Once I stopped playing the rigidly structured singleplayer mode and discovered that the freeform Practice Sessions (in which you can just pick a match type, pick an arena and go) were where the most fun was to be had, it wasn’t long before I also discovered the pre-packaged Mutators. Mutators allow you to make small modifications or additions to the game on top of whatever type of match you wanted to play. Some did stuff like give you infinite jump boots, or allowed you to start with all the game’s weapons instead of having to run and pick them up. Others replaced weapons entirely, or did dumb stuff like cause high-scoring players to grow fat and the losers to become increasingly emaciated the longer they played without a kill. You could add as many or as few as you like, and hours could be wasted experimenting with different combinations. I didn’t really get why you’d want to disable the nuclear-powered Redeemer superweapon, or what difference adding ‘Instant Rockets’ made, but I sure as hell understood ‘Chainsaw Melee’. I was also delighted to discover that ‘Chaos UT’ primarily added a grappling hook, a crossbow with three different kinds of ammo, hopping sentient proximity mines and a freaking bastard sword. I’d play Assault matches where everyone had big heads and the only weapons were sniper rifles, allowing for ludicrously easy defenses with long chains of headshots. Games of Capture the Flag on tight indoor maps where everyone was armed with the swords, so that making your escape meant running a gauntlet of terrible attack animations whilst desperately hoping the guard button worked properly. I’d set all the AI opponents on one team to be Nali War-Cows and arm them with chainsaws, then see how long I could survive against the terrifying horde of bovine butchers, soon learning where to aim to quickly decapitate them in one swing.

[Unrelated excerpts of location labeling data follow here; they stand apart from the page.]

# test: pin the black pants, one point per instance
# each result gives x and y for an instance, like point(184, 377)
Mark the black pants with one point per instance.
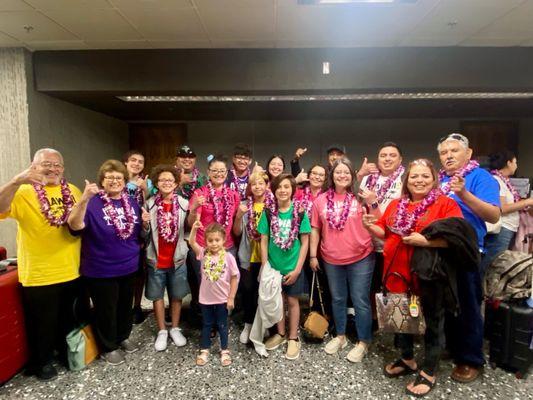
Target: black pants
point(250, 289)
point(432, 300)
point(112, 299)
point(49, 317)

Kids don’t just play games, they play with games. I used to wonder how I spent so long playing the same games over and over on my own without getting anywhere- never finishing the third stage of Wild 9, never going beyond Beregost in Baldur’s Gate, never leaving the Mansion in Tomb Raider 2. Watching the children of friend’s and family members, I’ve since realised. They don’t wanna run to the flag at the end of the level, they wanna try and get on top of that hill over there. They wanna try and push that guy off that cliff. They wanna try and jump down all those stairs in one go. They play with the game like it’s a toy, without any sense of direction or progress, making their own fun as they go along. I was the same with Unreal Tournament. I did eventually finish the singleplayer ladders, but the base game seemed drab and boring by comparison to the mayhem you could unleash in the Mutator-enchanted Practice Sessions.

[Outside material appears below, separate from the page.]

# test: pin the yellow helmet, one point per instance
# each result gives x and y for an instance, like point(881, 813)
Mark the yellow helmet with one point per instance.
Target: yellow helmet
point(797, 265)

I think I must have gotten UT first, then found Planet Unreal afterwards, because if I’d known exactly what awaited me online I don’t think I’d have spent so long playing with the bonus content in the box. The ten weapons and fifty-odd maps which made up the base game and the half a dozen weapons, maps and mutators added by the bonus disk made for an impressive toybox, but it was dwarfed by the one I was soon to discover.

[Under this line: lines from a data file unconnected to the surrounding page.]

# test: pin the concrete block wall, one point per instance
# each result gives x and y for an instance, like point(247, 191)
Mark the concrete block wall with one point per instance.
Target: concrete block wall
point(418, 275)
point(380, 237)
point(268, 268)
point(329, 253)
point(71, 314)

Planet Unreal was one of dozens of sites in the Gamespy network, each dedicated to news focused on a single game or game series. The site would host screenshots, cheats, guides and links to fansites, and in the case of big multiplayer games like UT, Half-Life, Quake and Warcraft, sites dedicated to modding. Planet Unreal had Modsquad, Nali City and Skincity, and next time I sit down to write, it’ll be about what I found there.
Here’s a preview:
I’ll probably try to ramble less and actually show off some of the awesome old stuff I found. I also found that you can still download stuff from the haunted ruins of FilePlanet, so I may even go in search of some stuff I remember having installed but couldn’t find. It’s gonna be awesome. I genuinely can’t wait to get started.